StoriesBack to Stories

Riding the Trolleybus

Photo of Syarra riding the trolley bus

By Syarra G. (YES Abroad 2022-2023, placed in Bosnia and Herzegovina)

On my third day in Bosnia and Herzegovina, my host brother showed me how to walk to the bus station. It was a Sunday, and he and my host nephew walked with me to the trolleybuses to show me which one I could take to get into the city. The station was full of different buses and routes. The following day, I would be going to our orientation alone. I remember thinking at the time that this would be really complicated. My city back home didn't really have a lot of public transit, so it was completely new to me. The following day, I got up and walked to the station like I was shown, and the bus just didn't come for around half an hour. I didn't know what to do. That day, I was late for orientation, and I learned to be prepared for anything.

Photo of a trolley bus interior

After almost eight months here, this is now just part of my everyday life.

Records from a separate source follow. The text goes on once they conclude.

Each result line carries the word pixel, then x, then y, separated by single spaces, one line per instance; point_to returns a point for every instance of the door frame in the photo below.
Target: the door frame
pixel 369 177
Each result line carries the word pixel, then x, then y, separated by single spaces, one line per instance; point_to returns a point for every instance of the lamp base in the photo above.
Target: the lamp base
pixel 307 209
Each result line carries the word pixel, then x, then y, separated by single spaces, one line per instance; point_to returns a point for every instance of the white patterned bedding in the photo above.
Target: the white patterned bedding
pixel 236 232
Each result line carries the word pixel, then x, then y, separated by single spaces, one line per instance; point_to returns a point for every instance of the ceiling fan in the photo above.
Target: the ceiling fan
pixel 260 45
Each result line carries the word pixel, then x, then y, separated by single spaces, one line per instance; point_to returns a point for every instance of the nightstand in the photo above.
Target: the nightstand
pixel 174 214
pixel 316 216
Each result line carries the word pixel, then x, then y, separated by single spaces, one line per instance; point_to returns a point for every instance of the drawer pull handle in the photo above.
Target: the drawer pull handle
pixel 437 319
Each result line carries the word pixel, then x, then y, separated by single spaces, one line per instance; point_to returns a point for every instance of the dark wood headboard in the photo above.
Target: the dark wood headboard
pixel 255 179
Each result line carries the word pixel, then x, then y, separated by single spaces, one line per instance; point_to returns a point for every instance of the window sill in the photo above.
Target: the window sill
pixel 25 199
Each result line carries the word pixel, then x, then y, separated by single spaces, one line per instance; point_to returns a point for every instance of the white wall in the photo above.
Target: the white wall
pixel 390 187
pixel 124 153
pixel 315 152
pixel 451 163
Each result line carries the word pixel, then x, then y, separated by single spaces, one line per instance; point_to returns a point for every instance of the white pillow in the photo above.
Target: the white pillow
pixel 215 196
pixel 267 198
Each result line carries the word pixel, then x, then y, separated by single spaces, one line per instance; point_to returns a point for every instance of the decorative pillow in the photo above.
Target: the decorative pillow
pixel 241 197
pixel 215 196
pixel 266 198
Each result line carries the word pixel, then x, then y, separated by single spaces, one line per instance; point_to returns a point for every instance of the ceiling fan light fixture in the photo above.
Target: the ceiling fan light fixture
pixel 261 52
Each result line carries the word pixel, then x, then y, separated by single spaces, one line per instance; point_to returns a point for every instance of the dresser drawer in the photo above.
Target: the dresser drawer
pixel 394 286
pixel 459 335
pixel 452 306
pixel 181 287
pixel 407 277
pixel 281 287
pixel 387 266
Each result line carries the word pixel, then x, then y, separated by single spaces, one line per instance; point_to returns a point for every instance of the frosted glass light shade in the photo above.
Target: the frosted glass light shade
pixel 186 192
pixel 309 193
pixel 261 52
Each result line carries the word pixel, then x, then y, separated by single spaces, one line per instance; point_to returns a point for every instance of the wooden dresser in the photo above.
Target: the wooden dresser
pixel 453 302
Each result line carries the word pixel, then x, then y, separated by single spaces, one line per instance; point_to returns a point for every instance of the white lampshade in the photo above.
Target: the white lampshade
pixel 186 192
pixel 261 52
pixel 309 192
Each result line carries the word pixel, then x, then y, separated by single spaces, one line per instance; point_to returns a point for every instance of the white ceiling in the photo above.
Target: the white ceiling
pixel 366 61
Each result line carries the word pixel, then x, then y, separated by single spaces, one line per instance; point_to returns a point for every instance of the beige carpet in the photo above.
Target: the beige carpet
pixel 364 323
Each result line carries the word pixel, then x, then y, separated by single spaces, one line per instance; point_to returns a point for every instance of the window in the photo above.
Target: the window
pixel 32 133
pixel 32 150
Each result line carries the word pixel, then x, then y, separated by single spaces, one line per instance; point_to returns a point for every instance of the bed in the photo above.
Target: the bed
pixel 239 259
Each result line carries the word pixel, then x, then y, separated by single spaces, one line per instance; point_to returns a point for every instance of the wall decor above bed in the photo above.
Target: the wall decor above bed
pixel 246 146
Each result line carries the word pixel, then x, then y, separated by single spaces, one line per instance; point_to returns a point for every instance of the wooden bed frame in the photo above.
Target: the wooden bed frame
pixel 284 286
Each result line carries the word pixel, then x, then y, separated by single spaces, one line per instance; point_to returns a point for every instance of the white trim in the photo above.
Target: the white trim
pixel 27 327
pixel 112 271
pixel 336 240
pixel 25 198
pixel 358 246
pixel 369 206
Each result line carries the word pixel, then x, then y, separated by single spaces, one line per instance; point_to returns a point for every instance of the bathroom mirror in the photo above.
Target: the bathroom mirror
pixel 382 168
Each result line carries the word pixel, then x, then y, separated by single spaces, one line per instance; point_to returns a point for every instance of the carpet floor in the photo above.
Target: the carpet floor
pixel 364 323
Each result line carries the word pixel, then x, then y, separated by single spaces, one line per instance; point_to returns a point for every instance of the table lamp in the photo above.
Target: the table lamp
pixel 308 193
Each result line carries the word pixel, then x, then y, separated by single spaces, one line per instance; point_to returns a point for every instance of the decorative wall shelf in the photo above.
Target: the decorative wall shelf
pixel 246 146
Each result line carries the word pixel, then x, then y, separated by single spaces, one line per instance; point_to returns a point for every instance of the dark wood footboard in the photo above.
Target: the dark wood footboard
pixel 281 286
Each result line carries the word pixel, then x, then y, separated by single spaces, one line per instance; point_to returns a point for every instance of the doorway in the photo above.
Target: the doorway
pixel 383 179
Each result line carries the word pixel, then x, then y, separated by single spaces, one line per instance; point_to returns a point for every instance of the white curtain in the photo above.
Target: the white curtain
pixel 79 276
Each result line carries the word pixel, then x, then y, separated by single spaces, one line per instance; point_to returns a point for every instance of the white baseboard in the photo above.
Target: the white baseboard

I have learned how to plan for my long commute. I wake up, walk ten minutes to the station, wait for the trolley bus, ride the trolley for 35 minutes, get off, and walk 10 minutes to school. When I first got here, I did not enjoy the commute. It was stressful and long, but I have come to enjoy it for three reasons.

The first is that in many ways, on the buses, you learn a ton about the culture. You see people on a crowded bus, all on a long commute, and yet anytime there is a baby stroller, a couple of men will get off the trolley and help the mother lift it onto the bus. You see people sitting on their phones in their own worlds, but if there is an older person who might want to sit, someone else will ask you to move for them. You see groups of school kids who get on the trolley together and hang out until one by one they get off at their stops. The trolley is a window into the real, everyday life of the people here, and that experience is worth it.

The second reason I enjoy the commute now is the connection with friends on your route. I live at the last and first stop of two routes. This means on my way to school, I am the first one on the bus and the last one off on the way home. My school has an irregular schedule, so we don't all start at the same time--it depends on the day. Despite this, I have learned which stops my friends live at, so I can expect that at the second stop, this person might get in, and at the fourth maybe someone else. The other day, we had a language class in a different part of the city, so I was at a trolley bus stop that I don't often go to. I was waiting for the trolley when I saw a friend I knew from a different high school, whom I met through Model United Nations competitions. He also lives in the same part of town as me, just three stops before. We had the next forty minutes to talk in a mix of English and Bosnian as we rode home. Sometimes just sharing the experience of the commute is enough to be friends with someone or to make your friendships stronger.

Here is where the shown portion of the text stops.